Use Cases for this specific action:

  • Virtual Assistants: Enhance user interactions by providing voice responses that sound like a specific person.
  • Audiobook Creation: Generate narrated versions of text content, making literature more accessible.
  • Language Learning: Create engaging and personalized audio for language learners, helping them better understand pronunciation and intonation.
  • Multimedia Applications: Add voiceovers to videos or presentations, improving viewer engagement through personalized audio.
import requests
import json

# Replace with your actual Cognitive Actions API key and endpoint
# Ensure your environment securely handles the API key
COGNITIVE_ACTIONS_API_KEY = "YOUR_COGNITIVE_ACTIONS_API_KEY"
# This endpoint URL is hypothetical and should be documented for users
COGNITIVE_ACTIONS_EXECUTE_URL = "https://api.cognitiveactions.com/actions/execute"
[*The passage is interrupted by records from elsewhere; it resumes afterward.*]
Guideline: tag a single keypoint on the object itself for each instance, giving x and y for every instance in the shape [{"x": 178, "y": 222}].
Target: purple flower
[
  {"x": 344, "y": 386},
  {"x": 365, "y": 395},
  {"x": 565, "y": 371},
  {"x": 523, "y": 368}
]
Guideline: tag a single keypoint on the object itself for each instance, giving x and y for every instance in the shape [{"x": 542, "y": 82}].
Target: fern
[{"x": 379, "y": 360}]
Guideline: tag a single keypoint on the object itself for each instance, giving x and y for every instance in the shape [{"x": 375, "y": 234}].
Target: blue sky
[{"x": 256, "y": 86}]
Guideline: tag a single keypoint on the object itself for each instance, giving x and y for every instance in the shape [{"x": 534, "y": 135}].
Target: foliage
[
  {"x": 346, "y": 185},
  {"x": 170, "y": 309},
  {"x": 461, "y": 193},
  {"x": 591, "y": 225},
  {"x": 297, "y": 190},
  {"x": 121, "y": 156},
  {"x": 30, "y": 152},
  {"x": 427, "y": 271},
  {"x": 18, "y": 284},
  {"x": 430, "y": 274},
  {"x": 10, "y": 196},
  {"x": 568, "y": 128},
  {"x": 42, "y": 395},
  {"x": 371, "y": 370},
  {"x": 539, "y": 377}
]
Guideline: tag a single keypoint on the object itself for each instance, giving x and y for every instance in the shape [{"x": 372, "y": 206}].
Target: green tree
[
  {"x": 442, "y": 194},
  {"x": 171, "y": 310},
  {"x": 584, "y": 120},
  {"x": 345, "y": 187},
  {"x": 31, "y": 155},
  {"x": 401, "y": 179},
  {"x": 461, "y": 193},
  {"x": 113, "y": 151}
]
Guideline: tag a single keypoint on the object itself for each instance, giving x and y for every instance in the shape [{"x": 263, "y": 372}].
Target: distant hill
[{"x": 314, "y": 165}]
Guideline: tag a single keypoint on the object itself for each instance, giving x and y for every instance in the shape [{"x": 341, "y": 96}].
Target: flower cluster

action_id = "68dff14c-53f9-43b9-afc1-bb739937cecb" # Action ID for: Generate Voice Clone Speech

# Construct the exact input payload based on the action's requirements
# This example uses the predefined example_input for this action:
payload = {
  "text": "Hi there. This is forked Coqui XTTS-2 model with 17 languages supported.",
  "speaker": "https://replicate.delivery/pbxt/Jt79w0xsT64R1JsiJ0LQRL8UcWspg5J4RFrU6YwEKpOT1ukS/male.wav",
  "outputLanguage": "en"
}

headers = {
    "Authorization": f"Bearer {COGNITIVE_ACTIONS_API_KEY}",
    "Content-Type": "application/json",
    # Add any other required headers for the Cognitive Actions API
}

# Prepare the request body for the hypothetical execution endpoint
request_body = {
    "action_id": action_id,
    "inputs": payload
}

print(f"--- Calling Cognitive Action: {action.name or action_id} ---")
print(f"Endpoint: {COGNITIVE_ACTIONS_EXECUTE_URL}")
print(f"Action ID: {action_id}")
print("Payload being sent:")
print(json.dumps(request_body, indent=2))
print("------------------------------------------------")

try:
    response = requests.post(
        COGNITIVE_ACTIONS_EXECUTE_URL,
        headers=headers,
        json=request_body
    )
    response.raise_for_status() # Raise an exception for bad status codes (4xx or 5xx)
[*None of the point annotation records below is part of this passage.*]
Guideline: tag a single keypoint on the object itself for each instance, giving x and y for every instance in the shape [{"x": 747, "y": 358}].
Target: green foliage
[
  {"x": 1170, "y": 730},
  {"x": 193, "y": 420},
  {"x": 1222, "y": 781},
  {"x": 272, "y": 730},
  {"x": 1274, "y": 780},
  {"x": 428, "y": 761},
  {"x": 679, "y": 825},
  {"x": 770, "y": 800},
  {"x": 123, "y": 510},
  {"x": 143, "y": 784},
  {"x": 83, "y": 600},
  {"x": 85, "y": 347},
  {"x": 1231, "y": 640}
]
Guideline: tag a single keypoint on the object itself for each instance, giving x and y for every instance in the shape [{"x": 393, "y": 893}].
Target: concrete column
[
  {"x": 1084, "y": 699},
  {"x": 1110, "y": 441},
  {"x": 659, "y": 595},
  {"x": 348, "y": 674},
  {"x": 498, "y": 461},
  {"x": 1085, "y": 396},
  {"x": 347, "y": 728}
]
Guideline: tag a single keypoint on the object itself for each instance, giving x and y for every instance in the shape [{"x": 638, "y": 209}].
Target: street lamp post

    result = response.json()
    print("Action executed successfully. Result:")
    print(json.dumps(result, indent=2))

except requests.exceptions.RequestException as e:
    print(f"Error executing action {action_id}: {e}")
    if e.response is not None:
        print(f"Response status: {e.response.status_code}")
        try:
            print(f"Response body: {e.response.json()}")
        except json.JSONDecodeError:
            print(f"Response body (non-JSON): {e.response.text}")
    print("------------------------------------------------")

Conclusion

The Xtts V2 Fork's voice cloning capabilities offer immense value for developers looking to integrate advanced text-to-speech functionalities into their applications. With support for multiple languages and the ability to replicate unique speaker characteristics, this service can cater to a wide range of use cases, from enhancing user experiences to creating engaging educational tools.

As you explore the possibilities of the Xtts V2 Fork, consider how you can leverage these features in your applications to provide richer, more interactive experiences for your users.